Only the first Cinerama film got re-released. There may have been plans to do more or all of them but ultimately only the first one got re-released in 1973.
Eastwood wrote: “GREASE enjoyed a 28 week run leading up to the opening of our Christmas picture that year, Disney’s BLACK HOLE.”
THE BLACK HOLE was a Christmas 1979 release, not 1978. So which film actually played the Eastwood at Christmas 1978? I know it wasn’t SUPERMAN. Maybe INVASION OF THE BODY SNATCHERS? Or, given the Clint Eastwood connection…EVERY WHICH WAY BUT LOOSE?
Eastwood wrote: “Other great pictures followed for shorter runs leading up to our June 1979 premier of ALIEN.”
ALIEN opened May 25th, the same day as STAR WARS two years earlier.
“Return of the Jedi” played there as a twin, so 1983 was the latest it got twinned.

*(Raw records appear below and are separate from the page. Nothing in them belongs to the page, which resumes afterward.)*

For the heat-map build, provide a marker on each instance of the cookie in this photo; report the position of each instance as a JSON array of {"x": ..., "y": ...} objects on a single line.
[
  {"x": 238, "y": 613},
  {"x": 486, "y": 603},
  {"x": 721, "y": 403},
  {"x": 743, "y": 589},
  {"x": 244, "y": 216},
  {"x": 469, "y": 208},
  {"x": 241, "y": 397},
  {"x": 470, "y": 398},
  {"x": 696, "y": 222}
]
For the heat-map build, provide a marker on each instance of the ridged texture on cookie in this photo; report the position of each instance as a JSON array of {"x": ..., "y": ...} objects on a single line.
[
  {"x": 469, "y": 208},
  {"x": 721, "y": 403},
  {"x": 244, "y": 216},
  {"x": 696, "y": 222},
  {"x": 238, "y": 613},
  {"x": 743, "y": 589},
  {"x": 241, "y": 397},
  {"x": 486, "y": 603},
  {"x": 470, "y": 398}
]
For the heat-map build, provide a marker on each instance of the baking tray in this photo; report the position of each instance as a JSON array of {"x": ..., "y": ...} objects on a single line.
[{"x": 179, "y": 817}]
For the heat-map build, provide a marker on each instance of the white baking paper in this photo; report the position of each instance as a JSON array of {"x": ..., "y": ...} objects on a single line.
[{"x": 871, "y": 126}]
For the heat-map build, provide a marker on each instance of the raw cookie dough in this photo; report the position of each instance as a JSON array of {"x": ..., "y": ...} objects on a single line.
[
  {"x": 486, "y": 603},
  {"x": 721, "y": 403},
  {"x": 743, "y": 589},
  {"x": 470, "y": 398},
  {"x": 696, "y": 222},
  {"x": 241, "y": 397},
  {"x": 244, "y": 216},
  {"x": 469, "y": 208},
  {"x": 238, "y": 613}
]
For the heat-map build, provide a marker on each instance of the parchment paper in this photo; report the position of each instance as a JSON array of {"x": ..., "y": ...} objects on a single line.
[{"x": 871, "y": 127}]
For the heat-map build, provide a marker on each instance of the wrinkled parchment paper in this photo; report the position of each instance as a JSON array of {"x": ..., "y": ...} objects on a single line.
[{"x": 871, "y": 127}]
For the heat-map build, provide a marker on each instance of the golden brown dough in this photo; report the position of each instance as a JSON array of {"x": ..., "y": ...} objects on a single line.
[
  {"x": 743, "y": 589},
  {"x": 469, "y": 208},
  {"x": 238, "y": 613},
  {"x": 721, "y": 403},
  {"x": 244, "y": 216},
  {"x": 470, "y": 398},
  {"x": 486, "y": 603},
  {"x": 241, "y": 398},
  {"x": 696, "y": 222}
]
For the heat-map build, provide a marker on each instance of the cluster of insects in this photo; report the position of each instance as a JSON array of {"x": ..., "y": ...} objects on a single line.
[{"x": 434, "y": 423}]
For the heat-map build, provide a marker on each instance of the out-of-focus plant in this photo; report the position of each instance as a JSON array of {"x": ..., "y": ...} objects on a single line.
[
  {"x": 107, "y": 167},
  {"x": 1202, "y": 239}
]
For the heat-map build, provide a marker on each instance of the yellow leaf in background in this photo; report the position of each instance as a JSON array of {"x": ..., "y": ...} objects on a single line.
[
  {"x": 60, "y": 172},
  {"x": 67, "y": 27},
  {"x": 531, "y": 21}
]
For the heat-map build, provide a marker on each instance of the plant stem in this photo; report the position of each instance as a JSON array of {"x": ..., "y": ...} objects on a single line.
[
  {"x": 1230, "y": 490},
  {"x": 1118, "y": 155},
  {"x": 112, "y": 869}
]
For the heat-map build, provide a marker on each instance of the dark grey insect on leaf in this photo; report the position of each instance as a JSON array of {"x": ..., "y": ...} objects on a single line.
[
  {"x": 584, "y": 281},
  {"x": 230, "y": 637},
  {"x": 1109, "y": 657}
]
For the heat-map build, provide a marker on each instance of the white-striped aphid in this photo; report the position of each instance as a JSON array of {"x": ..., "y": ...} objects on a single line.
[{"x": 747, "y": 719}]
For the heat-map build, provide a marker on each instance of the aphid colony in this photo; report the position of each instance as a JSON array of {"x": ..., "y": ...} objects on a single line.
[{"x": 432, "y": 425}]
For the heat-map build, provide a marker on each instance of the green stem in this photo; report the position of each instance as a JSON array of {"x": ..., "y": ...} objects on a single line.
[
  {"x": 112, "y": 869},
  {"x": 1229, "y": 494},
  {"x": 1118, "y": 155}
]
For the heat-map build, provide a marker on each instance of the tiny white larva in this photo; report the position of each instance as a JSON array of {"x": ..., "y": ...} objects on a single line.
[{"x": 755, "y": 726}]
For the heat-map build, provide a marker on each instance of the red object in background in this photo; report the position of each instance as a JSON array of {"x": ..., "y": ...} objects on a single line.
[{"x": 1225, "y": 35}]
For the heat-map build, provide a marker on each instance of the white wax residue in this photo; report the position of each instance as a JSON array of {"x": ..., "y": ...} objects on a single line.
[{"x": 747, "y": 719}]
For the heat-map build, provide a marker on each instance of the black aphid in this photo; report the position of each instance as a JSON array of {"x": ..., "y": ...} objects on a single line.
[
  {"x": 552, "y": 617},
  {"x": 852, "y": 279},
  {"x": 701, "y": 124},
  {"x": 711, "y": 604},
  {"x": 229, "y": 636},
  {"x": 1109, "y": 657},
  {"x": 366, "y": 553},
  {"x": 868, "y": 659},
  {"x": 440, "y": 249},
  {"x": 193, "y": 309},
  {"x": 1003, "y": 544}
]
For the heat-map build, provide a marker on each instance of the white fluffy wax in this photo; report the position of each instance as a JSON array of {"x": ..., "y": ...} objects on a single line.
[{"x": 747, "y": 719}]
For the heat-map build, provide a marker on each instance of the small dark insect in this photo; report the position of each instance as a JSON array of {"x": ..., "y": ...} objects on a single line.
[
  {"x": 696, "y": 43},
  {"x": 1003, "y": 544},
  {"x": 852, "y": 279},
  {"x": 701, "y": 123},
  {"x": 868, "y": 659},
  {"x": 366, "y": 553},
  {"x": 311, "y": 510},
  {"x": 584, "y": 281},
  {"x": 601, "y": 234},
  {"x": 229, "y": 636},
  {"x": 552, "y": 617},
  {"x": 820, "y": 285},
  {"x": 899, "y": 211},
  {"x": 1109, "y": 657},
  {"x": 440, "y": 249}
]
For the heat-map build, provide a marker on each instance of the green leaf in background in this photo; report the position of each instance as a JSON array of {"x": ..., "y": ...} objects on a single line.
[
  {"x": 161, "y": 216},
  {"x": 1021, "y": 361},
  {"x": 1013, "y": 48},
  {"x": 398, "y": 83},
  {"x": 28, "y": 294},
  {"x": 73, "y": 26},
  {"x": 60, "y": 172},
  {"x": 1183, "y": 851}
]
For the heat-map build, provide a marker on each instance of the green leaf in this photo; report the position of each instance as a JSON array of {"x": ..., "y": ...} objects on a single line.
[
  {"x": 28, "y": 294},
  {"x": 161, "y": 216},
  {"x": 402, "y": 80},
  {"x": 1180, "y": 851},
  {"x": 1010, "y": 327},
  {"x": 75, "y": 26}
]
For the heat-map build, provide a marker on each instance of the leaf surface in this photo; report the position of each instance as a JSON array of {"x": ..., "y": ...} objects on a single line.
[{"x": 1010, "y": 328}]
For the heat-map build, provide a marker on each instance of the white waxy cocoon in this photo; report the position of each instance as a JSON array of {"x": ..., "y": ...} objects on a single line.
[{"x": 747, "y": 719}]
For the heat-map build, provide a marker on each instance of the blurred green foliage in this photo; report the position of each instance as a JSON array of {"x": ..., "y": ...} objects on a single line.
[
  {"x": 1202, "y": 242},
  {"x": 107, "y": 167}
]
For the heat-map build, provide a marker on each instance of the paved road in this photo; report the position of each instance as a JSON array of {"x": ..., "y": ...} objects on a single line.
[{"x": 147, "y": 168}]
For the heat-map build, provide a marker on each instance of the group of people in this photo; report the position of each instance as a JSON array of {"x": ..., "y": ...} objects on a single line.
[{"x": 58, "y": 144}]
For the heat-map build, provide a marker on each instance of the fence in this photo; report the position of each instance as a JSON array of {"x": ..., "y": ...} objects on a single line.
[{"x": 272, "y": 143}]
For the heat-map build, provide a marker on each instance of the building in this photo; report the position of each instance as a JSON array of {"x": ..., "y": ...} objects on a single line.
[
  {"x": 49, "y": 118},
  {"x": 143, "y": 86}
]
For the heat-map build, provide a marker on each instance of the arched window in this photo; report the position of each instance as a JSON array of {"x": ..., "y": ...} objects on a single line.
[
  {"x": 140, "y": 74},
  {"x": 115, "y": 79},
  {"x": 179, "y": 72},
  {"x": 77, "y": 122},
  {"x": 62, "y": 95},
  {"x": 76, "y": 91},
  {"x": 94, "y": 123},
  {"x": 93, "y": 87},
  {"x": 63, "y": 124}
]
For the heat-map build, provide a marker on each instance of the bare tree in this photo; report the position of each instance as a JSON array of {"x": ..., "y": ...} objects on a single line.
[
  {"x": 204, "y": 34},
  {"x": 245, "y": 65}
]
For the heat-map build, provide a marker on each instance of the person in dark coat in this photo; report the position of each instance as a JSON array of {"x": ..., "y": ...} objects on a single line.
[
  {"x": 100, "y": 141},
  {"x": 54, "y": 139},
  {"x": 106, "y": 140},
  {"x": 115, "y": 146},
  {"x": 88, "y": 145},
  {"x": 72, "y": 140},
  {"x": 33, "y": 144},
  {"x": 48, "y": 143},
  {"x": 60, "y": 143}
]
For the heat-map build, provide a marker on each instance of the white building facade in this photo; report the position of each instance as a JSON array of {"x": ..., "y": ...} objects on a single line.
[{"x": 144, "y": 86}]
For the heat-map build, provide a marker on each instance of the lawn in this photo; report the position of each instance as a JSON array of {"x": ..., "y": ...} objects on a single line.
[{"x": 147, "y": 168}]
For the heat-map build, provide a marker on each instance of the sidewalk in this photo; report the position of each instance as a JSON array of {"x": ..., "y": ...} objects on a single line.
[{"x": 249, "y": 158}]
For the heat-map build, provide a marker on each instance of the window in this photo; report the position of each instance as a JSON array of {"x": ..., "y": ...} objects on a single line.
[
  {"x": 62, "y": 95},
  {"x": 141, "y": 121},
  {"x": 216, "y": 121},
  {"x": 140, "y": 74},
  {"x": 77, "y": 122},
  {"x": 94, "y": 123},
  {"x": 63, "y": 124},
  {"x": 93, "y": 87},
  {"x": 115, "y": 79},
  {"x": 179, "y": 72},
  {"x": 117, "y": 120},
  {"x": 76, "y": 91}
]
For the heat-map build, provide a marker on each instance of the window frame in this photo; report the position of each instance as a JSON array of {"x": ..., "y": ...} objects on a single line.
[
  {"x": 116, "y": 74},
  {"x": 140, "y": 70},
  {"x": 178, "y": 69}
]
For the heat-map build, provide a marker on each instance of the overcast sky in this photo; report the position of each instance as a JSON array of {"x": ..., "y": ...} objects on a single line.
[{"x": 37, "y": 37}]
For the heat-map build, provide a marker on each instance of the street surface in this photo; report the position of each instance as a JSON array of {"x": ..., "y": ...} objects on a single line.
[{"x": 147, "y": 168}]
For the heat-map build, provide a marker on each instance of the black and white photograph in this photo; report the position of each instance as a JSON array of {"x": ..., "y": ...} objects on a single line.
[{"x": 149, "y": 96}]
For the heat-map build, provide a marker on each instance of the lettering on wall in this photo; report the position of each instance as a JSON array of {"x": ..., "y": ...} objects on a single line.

Mikeoaklandpark wrote: “It was twined in the late 80’s”
This theater was twinned several years earlier than the late 1980s claim.
raysson wrote: “Dobly Stereo System was installed in this theatre for the June 16,1978 opening of ‘GREASE’”
Dolby’s installation records indicate a Dolby sound system (CP50) was installed at the Manor in February 1978, not June.
Movies released with Dolby Stereo prints in the early months of 1978 ahead of “Grease” included “FM,” “Big Wednesday,” “The Manitou,” and the re-release of “American Graffiti.” As well, ‘77 Dolby productions still in release in early '78 included “Star Wars,” “Close Encounters of the Third Kind,” Saturday Night Fever,“ and “Pete’s Dragon.” I haven’t researched it, but it’s possible one or more of those played at the Manor in a Dolby Stereo presentation before “Grease.”